São 11,75 pontos de crescimento em Matemática entre as duas avaliações.
Isso significa que o avanço dos anos iniciais não ocorreu apenas no indicador sintético.
Há sinais de crescimento também na aprendizagem medida pelo Saeb.
É nesse contexto que o 7,0 de Corumbiara precisa ser investigado.
Ideb 7,0 não significa que os estudantes “tiraram 7”
A distinção parece simples, mas é fundamental para qualquer debate educacional sério.
O Ideb não é uma prova.
Ele combina desempenho dos estudantes no Saeb em Língua Portuguesa e Matemática com as taxas de aprovação apuradas pelo Censo Escolar.
O próprio Inep explica que a metodologia foi desenhada justamente para equilibrar aprendizagem e fluxo: elevar aprovação sem correspondente desempenho na avaliação não produz, por si só, um bom indicador; da mesma forma, reter excessivamente estudantes também afeta o resultado.
Por isso, dizer que Corumbiara alcançou 7,0 é apenas a síntese.
A investigação precisa abrir o indicador.
Quanto os estudantes do município alcançaram em Matemática?
Quanto em Língua Portuguesa?
Como estava o fluxo?
Qual foi a participação no Saeb?
Quais escolas avançaram mais?
E quais crianças ainda permaneceram abaixo das aprendizagens esperadas?

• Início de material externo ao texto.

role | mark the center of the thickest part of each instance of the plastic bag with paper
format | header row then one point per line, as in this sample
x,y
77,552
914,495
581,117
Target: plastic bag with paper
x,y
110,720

Quando uma Secretaria começa a fazer essas perguntas, o Ideb deixa de ser apenas instrumento de comunicação.
Passa a ser informação para gestão.
Uma pequena rede produz outro tipo de possibilidade
O tamanho de Corumbiara merece atenção.
São menos de oito mil habitantes.
Em redes pequenas, a distância institucional entre Secretaria, direção escolar, coordenação, professor e estudante pode ser menor.
Em tese, isso cria condições para acompanhamento mais próximo.
É possível identificar rapidamente uma criança que está faltando.
Uma turma que apresentou dificuldade.
Um professor que precisa de apoio.
Uma escola em que determinadas habilidades não estão sendo consolidadas.
Mas pequena escala não garante qualidade.
Existem muitos municípios brasileiros pequenos com resultados educacionais muito diferentes.
A questão é outra:
Corumbiara consegue transformar proximidade administrativa em proximidade pedagógica?
Essa resposta não está no Ideb.
Precisaria ser investigada dentro das escolas.
Há uma política estadual que começa pela alfabetização
Outra peça importante entrou em funcionamento recentemente em Rondônia.
Em janeiro de 2024, o estado instituiu legalmente o Proalfa Rondônia, programa de alfabetização desenvolvido em regime de colaboração com os municípios.
A legislação estabelece como público-alvo estudantes do 1º e 2º anos e também alunos do 3º ao 5º ano que ainda não estejam plenamente alfabetizados. Entre seus objetivos estão alfabetizar as crianças até o final do 2º ano e fortalecer a alfabetização dos estudantes dos anos seguintes.
A regulamentação estabeleceu metas para 2030, incluindo 98% dos estudantes alfabetizados no 2º ano, 98% alfabetizados no 5º ano e 75% dos alunos dos anos iniciais proficientes em Língua Portuguesa e Matemática.
A lógica é relevante.
O resultado do Saeb no 5º ano não começa no 5º ano.
Ele começa quando a criança aprende ou deixa de aprender nos primeiros anos.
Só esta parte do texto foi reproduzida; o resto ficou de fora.